Заслугою Фукара должно, по нашему мнению, признать открытие несомненных следов египетского влияния, напечатлевшихся на аттическом культе. Так, число четырнадцати герер, священнодействующих при бракосочетании Диониса с супругою архонта-царя, нельзя не ставить в прямую связь с числовой символикой страстей Осириса160. Но упомянутое влияние не древнее орфизма: орфики перенесли в реформированную ими в VI веке аттическую религию Диониса ряд представлений и обрядов, заимствованных ими у египтян в святилищах Осириса и Исиды. С тех пор и Дионис занимает свое место сопрестольника в Элевсине, где его праздник Ai;ra носит характер придатка к основному культу, и миф об Икарии и Эригоне находит свое завершение6*.

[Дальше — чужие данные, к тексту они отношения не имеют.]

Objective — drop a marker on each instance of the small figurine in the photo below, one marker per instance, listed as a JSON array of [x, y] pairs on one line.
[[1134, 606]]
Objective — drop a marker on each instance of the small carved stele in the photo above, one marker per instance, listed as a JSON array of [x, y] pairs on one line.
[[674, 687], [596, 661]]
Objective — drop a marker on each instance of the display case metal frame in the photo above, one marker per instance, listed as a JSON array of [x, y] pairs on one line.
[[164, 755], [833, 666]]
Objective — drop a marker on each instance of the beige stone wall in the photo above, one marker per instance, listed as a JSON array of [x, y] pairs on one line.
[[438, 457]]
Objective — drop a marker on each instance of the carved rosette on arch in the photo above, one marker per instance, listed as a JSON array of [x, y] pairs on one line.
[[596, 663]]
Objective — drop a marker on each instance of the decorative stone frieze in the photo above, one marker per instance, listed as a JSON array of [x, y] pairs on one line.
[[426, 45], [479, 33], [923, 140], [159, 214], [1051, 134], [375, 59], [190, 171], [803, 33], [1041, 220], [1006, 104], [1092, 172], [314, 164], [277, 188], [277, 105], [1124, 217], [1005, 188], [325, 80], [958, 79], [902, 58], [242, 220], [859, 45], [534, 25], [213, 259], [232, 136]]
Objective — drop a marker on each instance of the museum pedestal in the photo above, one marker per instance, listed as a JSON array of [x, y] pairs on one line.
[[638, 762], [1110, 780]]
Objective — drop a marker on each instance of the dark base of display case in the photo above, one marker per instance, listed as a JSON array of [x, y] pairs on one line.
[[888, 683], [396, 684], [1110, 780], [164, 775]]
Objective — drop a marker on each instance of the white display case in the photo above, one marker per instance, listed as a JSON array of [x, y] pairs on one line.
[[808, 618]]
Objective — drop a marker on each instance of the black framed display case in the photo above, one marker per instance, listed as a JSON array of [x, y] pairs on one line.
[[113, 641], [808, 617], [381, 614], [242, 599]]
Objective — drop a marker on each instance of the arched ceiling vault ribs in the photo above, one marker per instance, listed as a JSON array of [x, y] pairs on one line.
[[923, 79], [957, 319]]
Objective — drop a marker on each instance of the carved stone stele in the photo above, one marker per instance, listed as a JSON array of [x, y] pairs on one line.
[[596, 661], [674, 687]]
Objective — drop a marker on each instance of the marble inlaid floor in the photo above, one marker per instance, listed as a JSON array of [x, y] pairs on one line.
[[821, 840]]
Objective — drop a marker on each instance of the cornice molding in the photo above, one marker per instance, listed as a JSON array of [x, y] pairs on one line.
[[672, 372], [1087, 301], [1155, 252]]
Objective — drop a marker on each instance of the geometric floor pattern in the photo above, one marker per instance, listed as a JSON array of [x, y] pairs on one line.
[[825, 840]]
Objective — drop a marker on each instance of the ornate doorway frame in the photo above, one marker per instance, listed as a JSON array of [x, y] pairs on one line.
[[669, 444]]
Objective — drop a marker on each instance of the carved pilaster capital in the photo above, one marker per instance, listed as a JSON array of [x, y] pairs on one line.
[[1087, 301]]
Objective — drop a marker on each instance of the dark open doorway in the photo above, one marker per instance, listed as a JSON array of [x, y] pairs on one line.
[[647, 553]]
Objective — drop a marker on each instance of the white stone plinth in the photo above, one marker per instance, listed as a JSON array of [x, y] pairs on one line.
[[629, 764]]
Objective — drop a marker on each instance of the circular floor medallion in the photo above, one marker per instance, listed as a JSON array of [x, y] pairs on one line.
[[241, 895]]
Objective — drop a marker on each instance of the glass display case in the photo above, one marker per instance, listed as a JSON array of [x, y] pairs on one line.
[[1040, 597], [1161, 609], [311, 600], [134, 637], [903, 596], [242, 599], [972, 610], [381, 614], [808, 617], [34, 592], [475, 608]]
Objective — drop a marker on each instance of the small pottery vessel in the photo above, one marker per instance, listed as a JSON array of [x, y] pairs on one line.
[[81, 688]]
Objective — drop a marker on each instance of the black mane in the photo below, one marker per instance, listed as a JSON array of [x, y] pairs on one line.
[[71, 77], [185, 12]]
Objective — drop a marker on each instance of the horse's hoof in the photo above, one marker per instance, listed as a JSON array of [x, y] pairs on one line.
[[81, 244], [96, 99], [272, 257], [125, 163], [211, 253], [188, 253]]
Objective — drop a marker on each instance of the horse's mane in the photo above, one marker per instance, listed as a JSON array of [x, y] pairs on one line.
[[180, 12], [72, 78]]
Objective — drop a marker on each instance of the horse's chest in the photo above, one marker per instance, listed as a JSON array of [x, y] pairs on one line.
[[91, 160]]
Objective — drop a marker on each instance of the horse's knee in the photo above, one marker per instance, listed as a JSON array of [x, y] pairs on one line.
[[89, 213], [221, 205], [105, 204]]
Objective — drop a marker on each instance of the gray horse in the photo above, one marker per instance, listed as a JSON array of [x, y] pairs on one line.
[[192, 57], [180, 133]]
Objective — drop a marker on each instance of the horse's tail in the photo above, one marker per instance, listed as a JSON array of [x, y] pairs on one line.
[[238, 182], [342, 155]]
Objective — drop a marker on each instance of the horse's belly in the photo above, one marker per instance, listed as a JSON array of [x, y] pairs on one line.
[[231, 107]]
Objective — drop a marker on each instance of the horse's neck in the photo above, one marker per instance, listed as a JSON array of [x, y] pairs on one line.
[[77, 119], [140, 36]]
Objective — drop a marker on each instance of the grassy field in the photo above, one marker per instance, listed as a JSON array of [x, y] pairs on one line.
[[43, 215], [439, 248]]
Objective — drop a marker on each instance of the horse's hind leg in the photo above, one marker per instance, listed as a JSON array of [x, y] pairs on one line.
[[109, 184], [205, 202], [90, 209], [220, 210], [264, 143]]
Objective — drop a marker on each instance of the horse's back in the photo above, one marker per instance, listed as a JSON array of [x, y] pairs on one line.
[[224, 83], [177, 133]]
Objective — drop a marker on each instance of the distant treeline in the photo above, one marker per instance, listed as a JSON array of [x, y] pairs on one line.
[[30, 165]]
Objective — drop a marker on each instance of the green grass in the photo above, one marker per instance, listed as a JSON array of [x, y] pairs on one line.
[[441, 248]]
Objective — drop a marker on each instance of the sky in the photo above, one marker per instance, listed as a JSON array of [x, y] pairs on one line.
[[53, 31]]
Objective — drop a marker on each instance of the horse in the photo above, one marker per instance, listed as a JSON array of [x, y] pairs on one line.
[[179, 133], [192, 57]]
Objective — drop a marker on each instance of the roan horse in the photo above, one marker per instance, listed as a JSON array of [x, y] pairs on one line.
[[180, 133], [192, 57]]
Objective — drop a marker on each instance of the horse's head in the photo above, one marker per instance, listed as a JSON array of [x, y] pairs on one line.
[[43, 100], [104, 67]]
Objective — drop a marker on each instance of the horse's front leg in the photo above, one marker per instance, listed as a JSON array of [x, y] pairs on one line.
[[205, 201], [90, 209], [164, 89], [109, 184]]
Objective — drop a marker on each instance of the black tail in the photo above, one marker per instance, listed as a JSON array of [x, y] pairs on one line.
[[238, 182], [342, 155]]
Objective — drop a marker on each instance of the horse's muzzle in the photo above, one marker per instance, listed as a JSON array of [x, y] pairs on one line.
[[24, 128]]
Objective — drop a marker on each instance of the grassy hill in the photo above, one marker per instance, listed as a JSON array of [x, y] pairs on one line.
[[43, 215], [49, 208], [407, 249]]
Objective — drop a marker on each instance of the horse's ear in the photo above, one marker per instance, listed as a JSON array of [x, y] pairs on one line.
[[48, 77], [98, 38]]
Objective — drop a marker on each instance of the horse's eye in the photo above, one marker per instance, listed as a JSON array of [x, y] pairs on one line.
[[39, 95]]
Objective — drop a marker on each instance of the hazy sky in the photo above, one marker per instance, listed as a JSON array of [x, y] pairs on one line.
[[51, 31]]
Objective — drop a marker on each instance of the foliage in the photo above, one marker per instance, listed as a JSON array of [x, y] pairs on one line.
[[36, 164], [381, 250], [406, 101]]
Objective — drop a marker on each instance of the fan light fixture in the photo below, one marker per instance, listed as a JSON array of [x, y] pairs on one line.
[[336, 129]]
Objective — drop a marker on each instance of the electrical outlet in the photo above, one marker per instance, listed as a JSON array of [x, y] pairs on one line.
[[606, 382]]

Но если мистическая традиция издавна, как утверждал Геродот, оплодотворялась учениями Египта, то сама египетская религия Осириса как бога страстей, — по крайней мере, в той форме мистерий, в какой она казалась наиболее родною эллинам, — в сравнении с другими культами, в лоне которых возрастала из оргиазма концепция страдающего бога, не производит впечатления глубочайшей и первобытной древности. Черты сходства заставляют предполагать общий источник ее и эллинского дионисийства; колыбелью его она не была. Ибо с большим правом можно назвать колыбелью Дионисовой liknon горных менад, нежели египетский ковчег, почитание которого, связанное с комплексом многозначительных и своеобразных представлений о соотносительности гроба и древа, смерти и жизни, стихии влажной и спасаемого в ней животворящего огня, влилось, правда, могущественной струей в Дионисову религию через посредство островного культа, но влилось как приток в русло полноводной реки.

6* Что песни, сопровождавшие обряд эоры, послужили предметом искусственной литургической обработки, мы знаем из упоминания о mel; Феодора у Афинея (XVI, 618-е): eti gar hai nyn hai gynaikes ;idusin autu mel; peri tas ai;ras [еще и теперь женщины на эорах распевают эти песнопения].
438
6

Археологические изыскания последнего времени и, в частности, открытия Винклера, сопровождавшиеся историческим синтезом Эдуарда Мейера161, пролили некоторый свет на религию хеттов, или хеттитов, из которой проистекли оргиастические формы малоазийских культов. С другой стороны, установлено, что во втором тысячелетии до Р. Х. между нею и религией Крита, испытавшего могущественное влияние хеттской культуры, существовала теснейшая связь. Малая Азия, с ее корибантами, Крит, с его куретами, развивают в раннюю пору эллинства оргиастические служения и веру в рождающегося и умирающего бога. Но в первой древнейшее женское божество сохраняет свое преобладающее значение, между тем как на Крите оно кажется уступившим господство мужскому верховному богу.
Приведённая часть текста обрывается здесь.